Así somos los humanos. A veces por desconocimiento, imprudencia, curiosidad, comodidad, soberbia, codicia o una simple tentación, nos vamos metiendo en la corriente del Mundo, disfrutando sus sensaciones agradables y cuando nos damos cuenta, ya empezamos a ser arrastrados con fuerza. Entramos a la corriente por voluntad propia y terminamos prisioneros de ella, diciendo lo que “se dice” o haciendo “lo que todos hacen”, reemplazando silenciosamente los pensamientos de Dios por los de los hombres. La corriente de la cultura dominante, la que aleja de Dios, tira muy, pero muy fuerte. Y Mandinga está siempre muy atento, a ver dónde puede meter la cola.

Enfrentar la corriente solos, es imposible. Tiene mucha más fuerza que nosotros, no se cansa nunca, no le asaltan dudas ni vacilaciones y termina siempre doblegando hasta al más guapo. En soledad, nos ahogamos seguro (“Sin mí, nada podéis hacer”).

¿Cómo podríamos salvarnos de ahogarnos, impotentes? La respuesta que Jesucristo siempre nos propone es justamente “la barca de Pedro”, la Iglesia, la Comunión con Él (la unión en común), de todos los que estamos en ella.

En esta barca hay lugar para todos. Lugares distintos para personalidades y carismas diversos, pero todos contenidos y a salvo en ella, sumando nuestras fuerzas para remar.

En ella se escucha la voz del Padre y la del Hijo, y la mano solidaria nos enseña a usar mejor nuestra libertad.

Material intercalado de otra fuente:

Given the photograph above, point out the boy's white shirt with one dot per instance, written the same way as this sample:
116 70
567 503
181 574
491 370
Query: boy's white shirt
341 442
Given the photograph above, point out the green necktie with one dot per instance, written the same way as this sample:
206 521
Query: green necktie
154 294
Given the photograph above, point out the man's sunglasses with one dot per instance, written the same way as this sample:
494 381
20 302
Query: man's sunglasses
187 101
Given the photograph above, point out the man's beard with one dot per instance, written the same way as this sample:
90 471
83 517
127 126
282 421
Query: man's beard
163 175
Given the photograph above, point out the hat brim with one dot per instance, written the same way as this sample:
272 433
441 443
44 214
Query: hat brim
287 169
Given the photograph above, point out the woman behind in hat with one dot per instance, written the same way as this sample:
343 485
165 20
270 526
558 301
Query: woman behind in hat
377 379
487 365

En ella los sacramentos nos revitalizan, devolviéndonos la fuerza y la vida que la corriente de la vida mundana nos arranca. El agua que ahí se bebe hace que uno nunca más vuelva a tener sed y el pan que ahí convidan hace vivir eternamente. Sólo en ella se ofrecen salvavidas de permanente reconciliación con Dios.

Y, para mejor, a bordo descubrimos realidades muy esperanzadoras: el Capitán está presente entre nosotros, cuando dos o más nos reunimos en su nombre, el piloto que nos guía y protege en el viaje es su Santo Espíritu, y además, nos acompaña durante toda la singladura hasta “la hora de nuestra muerte”, su Santísima Madre.

¿Cómo podríamos viajar mejor? ¡Bienvenidos a bordo!